The Inner Voice
By Marilyn Gelfand
When things don't go the way we expect them to, we often judge what happens as "bad." Although we realize that we don't control everything, somehow, we expect that life will go the way we feel it should. In hindsight, we can often feel lucky when something changes, and it was actually favorable. But while we are living everyday, we can be thrown by the unexpected occurring. This is certainly true when celebrating holidays. I might think people all feel the way I do about Thanksgiving for example. But then you realize everyone has different memories from their own past, and it can be very painful for some.
One person I know feels Thanksgiving is about our betrayal of the kind native Americans who showed the Pilgrims how to eat turkey. Me personally, I always felt strange about having a holiday that revolved around killing an animal. I have had different "theme" Thanksgivings and tried a vegetarian Thanksgiving once, just to keep the spirit of the day, without having to tie it into the specific foods. It never worked. My kids said they'd never come back if I made another vegetarian Thanksgiving. This year my family couldn't be together on the actual day, so we had Thanksgiving three weeks ago, and it was terrific. I have learned to go with the flow and am comfortable with how I feel about things. I totally recognize that others, even in my family have completely different opinions.

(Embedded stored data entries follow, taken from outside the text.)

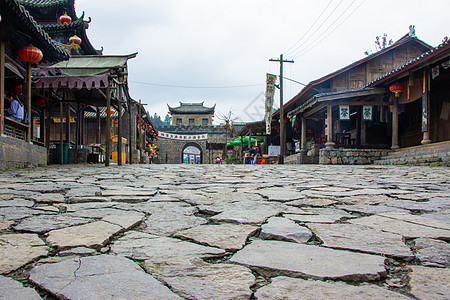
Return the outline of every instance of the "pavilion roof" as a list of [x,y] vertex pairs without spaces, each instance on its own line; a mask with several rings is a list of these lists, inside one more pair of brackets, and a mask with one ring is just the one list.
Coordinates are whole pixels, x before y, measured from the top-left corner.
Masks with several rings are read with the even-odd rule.
[[40,26],[29,11],[17,0],[0,0],[2,7],[1,25],[16,47],[33,43],[44,54],[43,62],[56,62],[69,58],[64,47],[56,43]]
[[205,107],[204,102],[200,103],[184,103],[180,102],[180,106],[178,107],[170,107],[169,105],[169,111],[172,114],[214,114],[214,111],[216,109],[216,105],[213,107]]

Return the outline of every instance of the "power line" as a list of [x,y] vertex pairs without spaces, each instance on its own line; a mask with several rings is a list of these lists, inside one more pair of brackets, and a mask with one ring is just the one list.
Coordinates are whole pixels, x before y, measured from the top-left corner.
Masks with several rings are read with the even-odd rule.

There are big events that, of course, can cause trauma when they occur. But even smaller situations like vacations, work days, guests in our home, etc. can present a turn of events that was completely unforeseen. I have started living my life as openly and as flexibly as possible. What I have come to realize is that, barring those traumas, no one can tell if what is happening in any present moment is going to be good or bad as it plays itself out in the future. As life is lived, one can look around and actually see what is presented, rather than what I thought or hoped. Then go on from there.
Recently, I visited someone in a city where I could not get a room because the one weekend I decided to travel was football homecoming weekend. It seemed so dumb. But, the weather was excellent, and I stayed in a neighboring town that was very interesting historically and naturally. I had a great time, and it was even better than my original plan. I just followed my instincts and I left logic out of the picture here.
Since we don't know all the aspects of every situation, but God and the Universe does, often letting our instincts guide us will tap into this information. Recently I wanted to purchase a new product for my home. Nothing went right, and I even had to resort to taking out a small claims court summons to get my money returned. It was a disgusting experience dealing with such an unprofessional company. I started to question my instincts. Why did I pick them? In the meantime, I looked on the Internet, and I found a company that manufactured this product in the New York City area, and it was so much more beautiful. After going through the whole hassle, I decided that it was worth buying what I really wanted in the first place. The order was placed, and everything went smoothly. I do realize that I never would have initially ordered what came to me later since I thought the other was good enough. In hindsight, I'd say it was worth it to get what I wanted in the long run, but it was terrible living through it.
So with more and more trust in ourselves and in the Universe, we can let go of judgment, and just keep on living.